Workshop der SRH Hochschule Heidelberg

Gruppenfoto SRH1.jpg
Da die Referenten des SRH-Veranstaltung zum „Sexuellen Missbrauch” auf ein Honorar verzichtet hatten, spendete die SRH Hochschule Heidelberg nach dem Workshop mit Unterstützung der Sparkasse Rhein-Neckar/Nord jeweils 1000,- € an die Vereine und Institutionen „Weißer Ring”, Kinderschutz-Zentrum Heidelberg und Innocence in Danger e.V. Das Bild zeigt von links: Prof. Dr. Daniela Hosser (TU Braunschweig), Dr. Christine Bark (Universitätsklinikum Heidelberg), Prof. Dr. Denis Köhler (SRH Hochschule Heidelberg), Rechtsanwalt Thomas R. J. Franz (Weißer Ring), Volker Schuld (Kinderschutz-Zentrum Heidelberg), Dekanin Prof. Dr. Carolin Sutter (SRH Hochschule Heidelberg), Julia Freifrau von und zu Weiler (Innocence in Danger e.V.) und Kripochef Siegfried Kollmar (Polizeidirektion Heidelberg). (Fotos: Christian Jung)

Die SRH Hochschule Heidelberg organisiert seit der Berufung von Psychologie-Professor Denis Köhler im Jahr 2008 immer wieder Workshops zu brisanten Themen der Kriminologie und forensischen Psychologie. Nach einem Workshop zur „Täterforschung” fand nun eine Veranstaltung zum Thema „Sexuellen Missbrauch erkennen und verhindern” statt.

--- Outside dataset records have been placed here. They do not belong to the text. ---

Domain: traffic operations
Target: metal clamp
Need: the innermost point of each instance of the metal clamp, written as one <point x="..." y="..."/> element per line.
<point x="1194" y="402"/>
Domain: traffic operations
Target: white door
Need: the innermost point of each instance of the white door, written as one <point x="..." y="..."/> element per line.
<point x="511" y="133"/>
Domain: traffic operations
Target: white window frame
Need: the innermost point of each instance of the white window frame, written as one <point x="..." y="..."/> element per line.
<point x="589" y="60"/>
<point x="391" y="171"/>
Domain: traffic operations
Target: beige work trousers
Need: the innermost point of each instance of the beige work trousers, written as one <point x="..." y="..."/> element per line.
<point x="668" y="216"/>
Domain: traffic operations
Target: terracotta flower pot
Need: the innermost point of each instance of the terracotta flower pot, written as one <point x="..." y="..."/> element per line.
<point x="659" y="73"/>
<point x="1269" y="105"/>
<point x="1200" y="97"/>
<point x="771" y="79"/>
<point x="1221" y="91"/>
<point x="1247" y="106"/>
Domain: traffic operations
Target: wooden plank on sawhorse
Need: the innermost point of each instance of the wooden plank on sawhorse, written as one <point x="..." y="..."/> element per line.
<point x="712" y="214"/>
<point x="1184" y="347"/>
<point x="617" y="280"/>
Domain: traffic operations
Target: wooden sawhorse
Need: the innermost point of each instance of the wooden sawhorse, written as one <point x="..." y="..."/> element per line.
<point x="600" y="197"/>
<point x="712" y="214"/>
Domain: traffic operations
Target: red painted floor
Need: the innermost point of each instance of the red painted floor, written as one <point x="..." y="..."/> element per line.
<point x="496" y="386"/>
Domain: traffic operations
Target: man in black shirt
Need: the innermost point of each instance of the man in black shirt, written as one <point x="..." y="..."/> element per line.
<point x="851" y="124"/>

In Partnerschaft mit der Polizeidirektion Heidelberg war es der Hochschule ein besonderes Bedürfnis, dieses in den vergangenen Jahrzehnten in der deutschen Gesellschaft tabuisierte Thema zu behandeln.

“Kinderseelen nicht sterben lassen”

In einem Grußwort sagte der Heidelberger Kripochef Siegfried Kollmar, beim sexuellen Missbrauch trete nach aufgeklärten Fällen „viel zu schnell eine Beruhigung” in der Öffentlichkeit auf. Er verwies auf die Problematik der Dunkelziffer, da niemand wisse, wie viele Missbrauchsfälle es überhaupt gebe. „Deshalb müssen wir wachsam sein, denn das Sterbenlassen von Kinderseelen darf uns nicht egal sein, zumal nicht alle Kinder in harmonischen Familien aufwachsen”, sagte Kolmar weiter. Die meisten Täter seien in diesem Bereich des Weiteren „keine Unbekannten”, sondern kämen in der Regel aus dem direkten Umfeld der Opfer. Es gelte, eine neue „Kultur des Hinschauens” zu etablieren.

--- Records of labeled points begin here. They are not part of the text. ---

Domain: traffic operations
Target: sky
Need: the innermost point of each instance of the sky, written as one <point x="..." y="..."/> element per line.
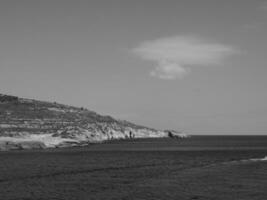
<point x="198" y="66"/>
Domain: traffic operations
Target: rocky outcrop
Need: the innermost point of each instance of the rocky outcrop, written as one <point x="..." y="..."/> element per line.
<point x="44" y="124"/>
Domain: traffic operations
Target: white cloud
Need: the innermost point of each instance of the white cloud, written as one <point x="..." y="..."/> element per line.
<point x="175" y="56"/>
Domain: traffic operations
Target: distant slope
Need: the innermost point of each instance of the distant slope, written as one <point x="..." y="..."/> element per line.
<point x="24" y="122"/>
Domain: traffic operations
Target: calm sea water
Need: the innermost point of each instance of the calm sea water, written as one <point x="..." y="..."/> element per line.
<point x="200" y="167"/>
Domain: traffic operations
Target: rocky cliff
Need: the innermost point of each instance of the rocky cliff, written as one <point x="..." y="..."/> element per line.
<point x="26" y="123"/>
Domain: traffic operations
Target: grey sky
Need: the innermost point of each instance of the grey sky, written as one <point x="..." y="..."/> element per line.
<point x="180" y="64"/>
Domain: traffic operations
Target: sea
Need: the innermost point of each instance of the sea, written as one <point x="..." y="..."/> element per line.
<point x="194" y="168"/>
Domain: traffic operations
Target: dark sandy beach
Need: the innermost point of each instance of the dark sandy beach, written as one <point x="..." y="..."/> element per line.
<point x="125" y="173"/>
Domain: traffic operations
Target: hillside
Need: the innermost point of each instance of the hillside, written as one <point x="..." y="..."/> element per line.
<point x="27" y="123"/>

Dunkelziffer völlig unbekannt

Köhler5.jpg

In seinem Einführungsvortrag betonte Prof. Dr. Denis Köhler, der Begriff des Missbrauchs sei bei der Sexualdelinquenz sehr weit gefasst. Manche Erwachsenen seien schon erregt, wenn sie sich an anderen oder Kinder und Jugendlichen rieben, was strafbar sei. Manche Täter seien zudem fest davon überzeugt, dass ihre Opfer mit den „Misshandlungen”, die die Täter als solche oftmals als „Zärtlichkeiten” ansähen, einverstanden seien. „Wie schon angesprochen ist es völlig unklar, wie hoch die Zahlen von sexuellem Missbrauch in Deutschland sind. Auch beim ‚Hellfeld’, den empirisch nachgewiesenen Fällen sind die Zahlen unterschätzt, da es eine enorme Diskrepanz zwischen Anzeigen und Aburteilungen gibt”, betonte Köhler.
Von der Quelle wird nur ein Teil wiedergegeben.